SB238, authored by Sen. David Parks, D-Las Vegas, would allow civil rights to be restored to ex-felons more quickly provided there are no objections from a sentencing judge or from the prosecutor in the case.
The bill, reviewed by the Assembly Corrections, Parole and Probation Committee, also would allow the board to review applications throughout the year and make decisions without meeting. Parks said he has been working to streamline the process for at least a decade.
"I think that it's a very confusing process, and it's a rather lengthy process," Parks said. "And if everyone has to go through that same lengthy process, then it takes a long time ... to do the updates and go through the reports."

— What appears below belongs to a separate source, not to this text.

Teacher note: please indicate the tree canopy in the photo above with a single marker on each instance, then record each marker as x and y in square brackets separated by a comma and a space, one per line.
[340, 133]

Parks said the completed application to restore civil rights can be as much as four inches thick for one person. One goal of the bill is to change the application so that the resulting documents will be less than an inch thick.
"I think there are individuals whom, possibly out of frustration, just go, 'Oh I can't deal with that,"' Parks said.
Lawmakers were told that most civil rights, such as voting and serving on a jury, are automatically restored. But ex-offenders have to apply for the right to have guns.
"The only thing that there would be a need for an expedited process would be those who were seeking to have their Second Amendment rights restored," said the committee chairman, Assemblyman William Horne, D-Las Vegas. "That gives me concern, because I think it should be a rare occasion that a convicted felon, particularly one who has violence in their history, has the opportunity to bear a firearm."
Mark Woods, deputy chief of the state Division of Parole and Probation which handles investigations, said that when reviewing applications he considers the behavior of ex-offenders since their release.
"This bill would help us because instead of getting all the cases in one shot, we would get them throughout the year," Woods said. "What we find most often is not criminal activity, but failure to pay fines. A lot of people forgot they owe $300 in
attorney fees."
Woods also said civil rights would not be restored if restitution hadn't been made to the victim of a crime.
"Many states, and we are in the bottom third, restore voting rights for all ex-felons," said Jan Gilbert of the Progressive Leadership Alliance of Nevada, supporting the bill. "We feel that ex-offenders, once they are released from prison, parole and probation, should be getting their voting rights back."